MIDIENDO LA INCLUSIVIDAD

Hugo, Rawls, Sen o Sandel enlazan y desarrollan, cada uno con sus matices, un argumento que hoy se resume en el de “inclusive growth” (crecimiento inclusivo) que yo prefiero nombrar como: (más) desarrollo con (menos) crecimiento, o (menos) crecimiento con (más) desarrollo.

Pues no se trataría tanto de hacer crecer al máximo el PIB (como se quiere conseguir este año 2022) con determinados usos e inversiones en tecnologías energéticas o digitales, no se trataría tanto de hacer crecer la tarta, sino de que uso hacemos del PIB y la riqueza que somos capaces de producir para mejorar las oportunidades de vida digna de las personas. De las actuales y de las de las generaciones futuras.

Pues bien, en el año 2017 publicado por el Foro Económico Mundial vio la luz un informe sobre crecimiento inclusivo y desarrollo para ciento siete países del mundo, elaborado con una docena de indicadores (educativos, sanitarios, empleo, etc.). En dicho informe Estados Unidos era uno de los países que más posiciones descendían en el ranking mundial de evaluarlo con el PIB por habitante (producción riqueza) a hacerlo en inclusividad (uso de la riqueza).

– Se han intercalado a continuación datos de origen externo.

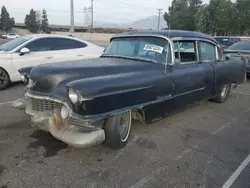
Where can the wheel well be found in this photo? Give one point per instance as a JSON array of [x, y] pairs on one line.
[[138, 114], [5, 70]]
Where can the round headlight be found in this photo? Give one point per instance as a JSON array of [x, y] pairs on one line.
[[73, 96], [64, 112], [24, 78]]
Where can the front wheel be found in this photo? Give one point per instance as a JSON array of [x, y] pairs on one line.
[[224, 93], [117, 130]]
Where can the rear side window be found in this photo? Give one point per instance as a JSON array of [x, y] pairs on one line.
[[65, 44], [185, 51], [243, 45], [207, 51]]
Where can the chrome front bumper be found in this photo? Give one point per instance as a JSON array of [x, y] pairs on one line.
[[76, 132]]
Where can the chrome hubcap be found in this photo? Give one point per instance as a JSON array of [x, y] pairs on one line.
[[224, 91], [3, 78], [124, 122]]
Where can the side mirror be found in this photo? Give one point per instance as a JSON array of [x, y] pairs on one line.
[[227, 57], [177, 61], [24, 51]]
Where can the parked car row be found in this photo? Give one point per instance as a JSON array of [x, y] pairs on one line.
[[33, 50], [143, 75], [10, 36]]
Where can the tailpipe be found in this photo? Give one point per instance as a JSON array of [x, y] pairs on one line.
[[20, 104]]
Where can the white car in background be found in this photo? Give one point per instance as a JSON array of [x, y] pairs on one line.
[[33, 50], [10, 36]]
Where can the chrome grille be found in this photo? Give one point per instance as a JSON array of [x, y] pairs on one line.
[[44, 105]]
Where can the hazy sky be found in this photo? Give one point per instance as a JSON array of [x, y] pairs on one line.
[[113, 11]]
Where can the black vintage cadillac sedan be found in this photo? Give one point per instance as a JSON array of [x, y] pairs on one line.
[[141, 75]]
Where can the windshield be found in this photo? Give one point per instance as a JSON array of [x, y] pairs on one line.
[[8, 46], [240, 46], [149, 48], [222, 41]]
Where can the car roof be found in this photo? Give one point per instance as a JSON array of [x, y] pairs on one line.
[[168, 34], [48, 36], [32, 36]]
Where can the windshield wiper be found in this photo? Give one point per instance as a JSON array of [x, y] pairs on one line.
[[128, 57]]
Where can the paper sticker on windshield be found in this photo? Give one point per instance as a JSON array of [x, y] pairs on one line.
[[154, 48]]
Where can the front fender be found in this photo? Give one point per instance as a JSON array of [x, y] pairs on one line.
[[128, 91], [25, 71]]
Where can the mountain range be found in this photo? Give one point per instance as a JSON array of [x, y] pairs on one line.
[[150, 22]]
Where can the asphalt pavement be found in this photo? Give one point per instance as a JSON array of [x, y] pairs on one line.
[[206, 146]]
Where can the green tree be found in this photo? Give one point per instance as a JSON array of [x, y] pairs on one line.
[[31, 22], [6, 23], [243, 15], [201, 19], [182, 14], [45, 21]]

Pero España era por esos años uno de los países ricos del mundo que más había deteriorado su inclusividad desde la crisis de 2008 (solo lo había hecho peor Grecia).

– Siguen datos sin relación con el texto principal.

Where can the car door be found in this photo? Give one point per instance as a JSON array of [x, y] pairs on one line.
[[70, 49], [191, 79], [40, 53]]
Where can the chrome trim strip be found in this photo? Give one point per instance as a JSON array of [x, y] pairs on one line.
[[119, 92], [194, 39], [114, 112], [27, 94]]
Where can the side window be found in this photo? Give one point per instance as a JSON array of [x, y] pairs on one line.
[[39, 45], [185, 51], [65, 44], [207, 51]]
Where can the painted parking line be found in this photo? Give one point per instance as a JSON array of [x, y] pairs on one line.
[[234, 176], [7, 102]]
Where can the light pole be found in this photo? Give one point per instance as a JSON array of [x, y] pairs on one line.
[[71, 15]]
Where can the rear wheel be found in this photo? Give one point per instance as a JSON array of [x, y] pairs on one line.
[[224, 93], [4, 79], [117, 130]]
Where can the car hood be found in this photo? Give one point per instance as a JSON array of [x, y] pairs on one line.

El reciente informe mundial sobre competitividad 2020 del citado Foro Económico Mundial incluye una dimensión de inclusividad (páginas 73 a 76) en las que España sigue sin alcanzar una evaluación positiva.

Así en lo relativo al estímulo dentro de las empresas de la equidad y la inclusión, (IncluEmp) en una escala cuyo valor máximo es 100, España se encuentra por debajo de no pocos países que en cuanto a producción de riqueza alcanzan niveles inferiores a los nuestros, como se observa en el siguiente recuadro.

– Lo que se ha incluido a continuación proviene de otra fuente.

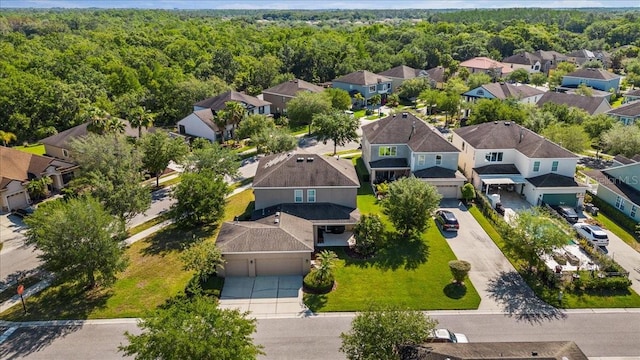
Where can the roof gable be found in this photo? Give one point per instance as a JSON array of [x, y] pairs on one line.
[[362, 77], [406, 129], [304, 170], [509, 135]]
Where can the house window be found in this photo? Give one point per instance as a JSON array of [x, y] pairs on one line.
[[387, 151], [493, 156], [536, 166]]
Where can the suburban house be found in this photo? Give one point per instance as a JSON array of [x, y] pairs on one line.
[[628, 113], [524, 94], [252, 104], [403, 145], [365, 83], [200, 123], [619, 186], [58, 145], [300, 199], [280, 94], [506, 155], [631, 95], [437, 77], [493, 68], [401, 73], [547, 350], [19, 167], [592, 105], [595, 78], [580, 57]]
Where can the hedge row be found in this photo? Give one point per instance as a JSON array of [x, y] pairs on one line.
[[614, 214]]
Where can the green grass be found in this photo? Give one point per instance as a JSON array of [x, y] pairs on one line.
[[571, 299], [617, 230], [37, 149]]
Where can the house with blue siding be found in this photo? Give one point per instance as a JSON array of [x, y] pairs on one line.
[[366, 83], [402, 145], [595, 78]]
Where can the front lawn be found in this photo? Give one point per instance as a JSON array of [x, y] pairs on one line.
[[572, 299]]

Fuente: Inclusividad Empresarial, PIBpc

Esta dimensión de inclusividad empresarial no es por ejemplo ajena a la mayor o menor brecha que exista en cada país entre la calidad e ingresos de la élite de ejecutivos dirigentes y la periferia de empleados externalizados y precarizados.

Pero una situación semejante se anota para España en indicadores de inclusividad relativos a ajustar las leyes laborales y protección social para la nueva economía y las nuevas necesidades de la fuerza de trabajo (59, 7 puntos sobre 100), a actualizar los planes de estudio de educación y ampliar la inversión en las habilidades necesarias para trabajos en nuevos mercados (51,4 sobre 100) o a la no menos relevante dimensión de inclusividad relativa a ampliar el cuidado de ancianos o cuidado de niños (45,3 sobre 100).

DOS EJEMPLOS EN ESPAÑA

En la perspectiva del actual programa Next Generation EU y del actual Plan de Recuperación, Transformación y Resiliencia del Gobierno me interesa aquí reflexionar brevemente sobre dos líneas (España verde y España digital) que según se concreten y desarrollen podrían ser contraproducentes con las líneas de inclusividad (social y de género) que asume en su cuarto capítulo (páginas 28 a 56). Pondré dos ejemplos, uno sobre la transición digital y otro sobre la transición energética.

Si la transición digital supone abrir sin límites los servicios de distribución y comercio a las opciones online en detrimento del comercio físico y de proximidad, si, dicho de otra forma, no hay una apuesta decidida por la prestación humana directa de los servicios de venta y distribución frente a la digitalización de los mismos, la inclusividad se resentirá. Porque por mucho que como consumidores salgamos ganando en precios –de momento- más reducidos, lo pagaremos muy caro en cuanto a probabilidades de empleo digno (no de falsos autónomos). Este razonamiento puede trasladarse tal cual a la digitalización y big data en los servicios financieros y bancarios o a los de cada vez más servicios personales, asistenciales o de cuidados.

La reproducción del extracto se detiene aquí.